37 En ten laatste zond hij tot hen zijn zoon, zeggende: Zij zullen mijn zoon ontzien.
And at last he sent to them his son, saying, They will have respect for my son.
38 Maar de landlieden, den zoon ziende, zeiden onder elkander: Deze is de erfgenaam, komt, laat ons hem doden, en zijn erfenis aan ons behouden.
But the husbandmen, seeing the son, said among themselves, This is the heir; come, let us kill him and possess his inheritance.
39 En hem nemende, wierpen zij hem uit, buiten den wijngaard, en doodden hem.
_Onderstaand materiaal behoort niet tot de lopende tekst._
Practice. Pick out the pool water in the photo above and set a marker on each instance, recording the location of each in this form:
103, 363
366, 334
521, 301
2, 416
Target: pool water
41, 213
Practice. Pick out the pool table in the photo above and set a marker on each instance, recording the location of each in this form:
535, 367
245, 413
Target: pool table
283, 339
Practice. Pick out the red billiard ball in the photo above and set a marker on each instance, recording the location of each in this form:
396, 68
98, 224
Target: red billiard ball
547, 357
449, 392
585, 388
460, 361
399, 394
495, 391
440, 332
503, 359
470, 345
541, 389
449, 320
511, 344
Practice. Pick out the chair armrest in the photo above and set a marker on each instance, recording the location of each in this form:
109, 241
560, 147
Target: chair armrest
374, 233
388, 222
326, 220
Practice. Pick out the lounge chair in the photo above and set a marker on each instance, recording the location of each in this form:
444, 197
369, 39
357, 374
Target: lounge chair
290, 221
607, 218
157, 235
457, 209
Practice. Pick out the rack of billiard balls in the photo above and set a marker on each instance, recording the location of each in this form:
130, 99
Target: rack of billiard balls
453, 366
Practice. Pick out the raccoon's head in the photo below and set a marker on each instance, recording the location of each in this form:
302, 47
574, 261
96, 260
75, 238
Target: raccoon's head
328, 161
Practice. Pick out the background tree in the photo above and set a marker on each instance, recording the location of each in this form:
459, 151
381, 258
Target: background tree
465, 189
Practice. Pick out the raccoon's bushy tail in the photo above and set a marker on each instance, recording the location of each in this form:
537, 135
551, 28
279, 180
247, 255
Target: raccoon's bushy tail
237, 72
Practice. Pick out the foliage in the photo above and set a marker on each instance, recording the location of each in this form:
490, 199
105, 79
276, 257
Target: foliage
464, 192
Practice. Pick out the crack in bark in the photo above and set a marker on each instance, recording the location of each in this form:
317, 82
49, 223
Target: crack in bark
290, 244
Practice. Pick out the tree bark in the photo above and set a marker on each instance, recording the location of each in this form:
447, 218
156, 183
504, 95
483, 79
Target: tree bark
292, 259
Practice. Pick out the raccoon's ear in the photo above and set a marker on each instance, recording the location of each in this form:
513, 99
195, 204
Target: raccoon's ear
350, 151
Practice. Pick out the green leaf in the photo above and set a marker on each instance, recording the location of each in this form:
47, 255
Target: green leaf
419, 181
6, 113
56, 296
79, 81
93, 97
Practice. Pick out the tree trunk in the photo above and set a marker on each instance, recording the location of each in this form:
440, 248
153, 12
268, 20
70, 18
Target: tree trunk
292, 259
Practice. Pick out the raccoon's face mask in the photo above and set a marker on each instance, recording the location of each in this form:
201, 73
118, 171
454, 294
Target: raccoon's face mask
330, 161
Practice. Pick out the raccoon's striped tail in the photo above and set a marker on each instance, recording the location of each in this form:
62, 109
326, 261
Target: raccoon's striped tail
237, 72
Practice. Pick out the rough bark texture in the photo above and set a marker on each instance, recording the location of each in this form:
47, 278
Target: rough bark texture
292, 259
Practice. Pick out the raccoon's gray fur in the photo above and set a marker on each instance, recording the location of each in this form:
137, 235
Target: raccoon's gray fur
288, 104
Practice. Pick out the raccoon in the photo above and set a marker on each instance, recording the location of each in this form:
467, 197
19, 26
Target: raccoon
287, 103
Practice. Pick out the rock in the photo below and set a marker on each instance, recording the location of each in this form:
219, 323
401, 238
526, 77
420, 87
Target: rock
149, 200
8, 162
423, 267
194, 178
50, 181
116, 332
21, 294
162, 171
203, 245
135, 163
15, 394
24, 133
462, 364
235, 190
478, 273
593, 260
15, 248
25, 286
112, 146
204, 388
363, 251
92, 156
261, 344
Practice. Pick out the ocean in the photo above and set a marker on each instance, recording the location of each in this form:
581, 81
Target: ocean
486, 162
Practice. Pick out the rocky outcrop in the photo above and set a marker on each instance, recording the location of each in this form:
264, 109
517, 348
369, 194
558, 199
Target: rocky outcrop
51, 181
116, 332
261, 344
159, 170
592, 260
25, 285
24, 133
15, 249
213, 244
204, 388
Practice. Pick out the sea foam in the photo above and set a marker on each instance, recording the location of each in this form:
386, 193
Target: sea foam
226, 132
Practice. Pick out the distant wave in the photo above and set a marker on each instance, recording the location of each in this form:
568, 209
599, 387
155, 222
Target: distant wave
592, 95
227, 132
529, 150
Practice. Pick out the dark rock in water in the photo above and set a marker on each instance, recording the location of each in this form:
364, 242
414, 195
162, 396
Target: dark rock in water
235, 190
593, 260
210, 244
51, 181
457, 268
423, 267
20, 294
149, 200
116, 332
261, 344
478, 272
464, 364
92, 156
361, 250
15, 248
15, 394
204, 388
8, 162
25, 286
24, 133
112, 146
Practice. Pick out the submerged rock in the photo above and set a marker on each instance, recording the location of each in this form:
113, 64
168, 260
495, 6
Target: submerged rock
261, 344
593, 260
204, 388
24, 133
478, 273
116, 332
And they took him, and cast him forth out of the vineyard, and killed him.
40 Wanneer dan de heer des wijngaards komen zal, wat zal hij dien landlieden doen?
When therefore the lord of the vineyard comes, what shall he do to those husbandmen?
41 Zij zeiden tot hem: Hij zal den kwaden een kwaden dood aandoen, en zal den wijngaard aan andere landlieden verhuren, die hem de vruchten op haar tijden zullen geven.
They say to him, He will miserably destroy those evil [men], and let out the vineyard to other husbandmen, who shall render him the fruits in their seasons.
42 Jezus zeide tot hen: Hebt gij nooit gelezen in de Schriften: De steen, dien de bouwlieden verworpen hebben, deze is geworden tot een hoofd des hoeks; van den Heere is dit geschied, en het is wonderlijk in onze ogen?
Jesus says to them, Have ye never read in the scriptures, The stone which they that builded rejected, this has become the corner-stone: this is of [the] Lord, and it is wonderful in our eyes?
43 Daarom zeg Ik ulieden, dat het Koninkrijk Gods van u zal weggenomen worden, en een volk gegeven, dat zijn vruchten voortbrengt.
Therefore I say to you, that the kingdom of God shall be taken from you and shall be given to a nation producing the fruits of it.
44 En wie op dezen steen valt, die zal verpletterd worden; en op wien hij valt, dien zal hij vermorzelen.
And he that falls on this stone shall be broken, but on whomsoever it shall fall, it shall grind him to powder.
45 En als de overpriesters en Farizeen deze Zijn gelijkenissen hoorden, verstonden zij, dat Hij van hen sprak.
And the chief priests and the Pharisees, having heard his parables, knew that he spoke about them.
46 En zoekende Hem te vangen, vreesden zij de scharen, dewijl deze Hem hielden voor een profeet.
And seeking to lay hold of him, they were afraid of the crowds, because they held him for a prophet.